W sobotę najważniejsze dla Polaków były starty na 500 metrów, w których biało-czerwoni walczyli o medale w klasyfikacji generalnej Pucharu Świata. Jako pierwsze na tor wyjechały panie, a wśród nich Andżelika Wójcik. Przypomnijmy, że nasza zawodniczka ma bardzo dobry sezon i jej marzeniem było zwycięstwo w całej rywalizacji Pucharu Świata na tym dystansie (po PŚ w Tomaszowie Mazowieckim była druga w rankingu). Niestety, w piątkowym przejeździe zajęła dopiero 11. miejsce (38.07 sekundy), a liderka PŚ, czyli Amerykanka Erin Jackson, była trzecia. Oznacza to, że aktualnie Wójcik traci do rywalki aż 28 punktów, więc będzie jej bardzo trudno wygrać całą rywalizację w niedzielnym, ostatnim biegu na 500 metrów. Karolina Bosiek zanotowała natomiast 16. czas (38.26 sekundy), a najlepsza z Polek była Kaja Ziomek-Nogal (dziewiąta pozycja, czas 37.97 sekundy).

– Nie satysfakcjonuje mnie wygrywanie z koleżankami z kadry, ale z rywalkami. Niestety, zajęłam jedno ze słabszych miejsc w Pucharze Świata w tym sezonie. Satysfakcjonowałaby mnie pierwsza piątka, ale podium też było w zasięgu, bo pamiętam, jakie czasy jeździłam tutaj podczas mistrzostw Europy. Popełniłam zbyt dużo błędów, miałam za wolny czas otwarcia. Dwa i pół tygodnia temu zaczęłam też kombinować z płozami, startuję w tych, które nie do końca znam. Od soboty wracam jednak do starych i będę kontynuowała jazdę w nich już do końca sezonu – mówi Ziomek-Nogal.

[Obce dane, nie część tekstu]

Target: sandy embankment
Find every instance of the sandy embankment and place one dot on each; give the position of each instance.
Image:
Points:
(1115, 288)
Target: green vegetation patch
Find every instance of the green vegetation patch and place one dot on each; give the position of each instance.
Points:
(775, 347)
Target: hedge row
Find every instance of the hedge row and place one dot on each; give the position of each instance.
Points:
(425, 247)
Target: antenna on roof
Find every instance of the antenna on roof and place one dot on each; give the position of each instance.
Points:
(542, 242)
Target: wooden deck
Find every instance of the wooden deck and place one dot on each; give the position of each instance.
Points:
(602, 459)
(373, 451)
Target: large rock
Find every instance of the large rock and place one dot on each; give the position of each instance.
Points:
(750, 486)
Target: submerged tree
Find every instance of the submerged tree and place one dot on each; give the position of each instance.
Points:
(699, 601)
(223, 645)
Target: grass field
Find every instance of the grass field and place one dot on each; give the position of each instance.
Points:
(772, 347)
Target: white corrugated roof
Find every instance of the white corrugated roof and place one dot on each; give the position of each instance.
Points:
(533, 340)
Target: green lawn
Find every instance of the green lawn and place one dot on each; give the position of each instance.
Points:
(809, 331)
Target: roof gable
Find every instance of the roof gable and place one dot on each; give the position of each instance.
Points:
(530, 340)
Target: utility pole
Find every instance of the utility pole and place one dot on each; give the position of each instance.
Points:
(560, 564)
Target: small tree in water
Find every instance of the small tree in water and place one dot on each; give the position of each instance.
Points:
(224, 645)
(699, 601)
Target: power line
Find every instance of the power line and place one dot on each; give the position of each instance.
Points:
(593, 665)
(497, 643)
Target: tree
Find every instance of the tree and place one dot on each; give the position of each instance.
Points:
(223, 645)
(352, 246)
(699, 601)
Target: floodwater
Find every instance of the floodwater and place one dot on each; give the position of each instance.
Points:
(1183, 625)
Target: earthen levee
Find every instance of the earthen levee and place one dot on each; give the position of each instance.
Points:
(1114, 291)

Z kolei Bosiek na dystansie 500 metrów zanotowała swój najszybszy czas na torze w Heerenveen. – Na pewno jest to dobry prognostyk przed kolejnymi dniami, choć pozostaje mały niedosyt – podkreśla. – Na pewno będę chciała pokazać się z dobrej strony na 1000 metrów i zależy mi na dobrym przejeździe technicznym. Wszystkie siły zbieram zatem na jutro i na niedzielę. Mamy już końcówkę sezonu, więc zaczynam się rozkręcać i liczę na to, że pokażę się jeszcze z dobrej strony – mówi zawodniczka reprezentacji Polski.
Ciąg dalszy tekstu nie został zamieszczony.